To the praise and glory of the undivided Trinity and of the glorious Virgin Mary, and to the profit of the church, the sermons of Master Albert of the order of Preachers were printed and finished in Cologne by me, Arnold therhoernen, in the year of our Lord 1474, on the very day of the glorious and holy vigil of the Nativity of our Lord Jesus Christ.

Examples of colophons in this vein could be multiplied almost indefinitely. That appended by the Brothers of the Common Life, at their convent of Hortus Viridis (Green Garden) at Rostock, to an edition of the “Sermones de Tempore” of Johannes Herolt is much more distinctive. Herolt’s name is duly recorded in editions printed at Reutlingen and Nuremberg, but his work was usually quoted as the “Sermones Discipuli,” and the good brothers begin by commenting on his modesty.

Humilibus placent humilia. Huius gratia rei Doctor hic precellens supresso proprio nomini uocabulo Sermones hos prehabitos Discipuli prenotatosque alias maluit nuncupari. Quique tamen, ut luce clarius patet, de sub manibus euasit Doctor magistri. Huic applaudere, hunc efferre laudibus, hunc predicatum iri, miretur nemo, cum certissime constat inter modernos sermonistas eum in uulgi scientia tenere principatum. Huius igitur zeli cupientes fore consortes nos fratres presbiteri et clerici Viridis Horti in Rostock ad sanctum Michaelem, non uerbo sed scripto predicantes, virum hunc preclarum apud paucos in conclauis iactitantem foras eduximus Arte impressoria, artium omnium ecclesie sancte commodo magistra, in notitiam plurimorum ad laudem cunctipotentis Dei. Anno incarnationis Dominice M.cccc.Lxxvi. tercio Kalendas Novembris.

Humble courses please the humble. For which cause this eminent Doctor preferred to suppress his own name and have these Sermons, already delivered and set down elsewhere, announced as the Sermons of a Disciple. And yet he, as is clearer than day, has passed as a Doctor from the rule of his master. Let no one wonder that he should be applauded, that men should extol him with their praises, that he should be preached, since it is most assuredly true that among modern sermon-writers he, in knowledge of the people, holds the first place.
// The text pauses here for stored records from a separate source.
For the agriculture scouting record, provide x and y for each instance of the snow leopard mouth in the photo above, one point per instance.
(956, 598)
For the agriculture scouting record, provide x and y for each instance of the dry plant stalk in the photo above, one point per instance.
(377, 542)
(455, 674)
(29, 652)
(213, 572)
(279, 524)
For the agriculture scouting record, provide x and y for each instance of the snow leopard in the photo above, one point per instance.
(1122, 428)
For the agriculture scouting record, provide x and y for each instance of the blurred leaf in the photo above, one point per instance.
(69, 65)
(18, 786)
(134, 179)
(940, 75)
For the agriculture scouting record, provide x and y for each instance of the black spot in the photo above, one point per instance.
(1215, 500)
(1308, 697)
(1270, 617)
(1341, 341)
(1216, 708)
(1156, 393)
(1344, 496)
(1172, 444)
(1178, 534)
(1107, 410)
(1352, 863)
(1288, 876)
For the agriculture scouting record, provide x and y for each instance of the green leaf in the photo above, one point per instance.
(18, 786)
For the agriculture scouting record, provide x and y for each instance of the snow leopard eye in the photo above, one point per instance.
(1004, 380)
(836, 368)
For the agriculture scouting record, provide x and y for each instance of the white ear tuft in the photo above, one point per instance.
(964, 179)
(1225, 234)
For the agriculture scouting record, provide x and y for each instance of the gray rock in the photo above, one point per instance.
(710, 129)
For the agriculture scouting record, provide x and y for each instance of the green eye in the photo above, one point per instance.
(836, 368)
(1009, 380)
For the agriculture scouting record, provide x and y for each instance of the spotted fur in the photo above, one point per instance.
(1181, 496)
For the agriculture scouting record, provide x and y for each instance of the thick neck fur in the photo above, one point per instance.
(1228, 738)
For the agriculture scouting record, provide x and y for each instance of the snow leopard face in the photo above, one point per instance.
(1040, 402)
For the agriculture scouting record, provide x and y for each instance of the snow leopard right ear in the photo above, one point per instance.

Desiring, therefore, to be partners of this zeal, we, the brothers, priests, and clergy of Green Garden in Rostock attached to S. Michael, preaching not orally but from manuscript, have thought that this admirable book, which was lurking in the hands of a few in their cells, should be published abroad by the printing art, chief of all arts for the advantage of holy church, that it may become known to many, to the praise of Almighty God. In the year of the Lord’s incarnation 1476, on October 30th.

Of the dated editions of the Sermons this of Rostock is the earliest, so that the claim of the brothers to have rescued it from neglect was apparently justified. Their praise of printing as “chief of all arts for the advantage of holy church” is very notable, though quite in accordance with German feeling. In the sixteenth century the doctors of the Sorbonne were much more doubtful on the subject. The brothers printed a few secular works at Rostock, e.g. the Metamorphoses of Ovid and Guido delle Colonne’s History of the Destruction of Troy. But the bulk of their work was theological or devotional, and their desire to improve their own sermons seems touchingly genuine and by no means commercial.

In the same year as the Rostock brothers printed the “Sermones Discipuli,” Leonardus Achates of Basel issued at Vicenza a Latin Bible to which was appended a lengthy colophon in praise of the study of the Scriptures, almost the only eulogy of the kind with which I have met.

Latin Bible. Vicenza: Leonardus Achates, 1476.

Lector quisquis es, si christiane sentis, te non pigeat hoc opus sanctissimum, que biblia inscribitur, magna cum animi voluptate degustare, degustandumque aliis persuadere: nuper impressum a Leonardo Basileensi magna cum diligentia. In eo enim fidei nostre fundamentum situm est: et christiane religionis decus ac radix. Ex eo tibi cognitionem rerum omnium in quibus salus nostra consistit legendo comparabis: quod eo libentius facere debes quo in tam felici seculo codex hic preciosissimus in lucem emendatissimus uenit, pontificatus uidelicet sanctissimi domini nostri pape domini Xisti [Sixti] quarti anno quinto, et imperii christianissimi Frederici tertii anno uigesimo sexto, et Andree Vendramini ducis inclyti uenetorum anno primo. MCCCCLXXVI sexto ydus maias.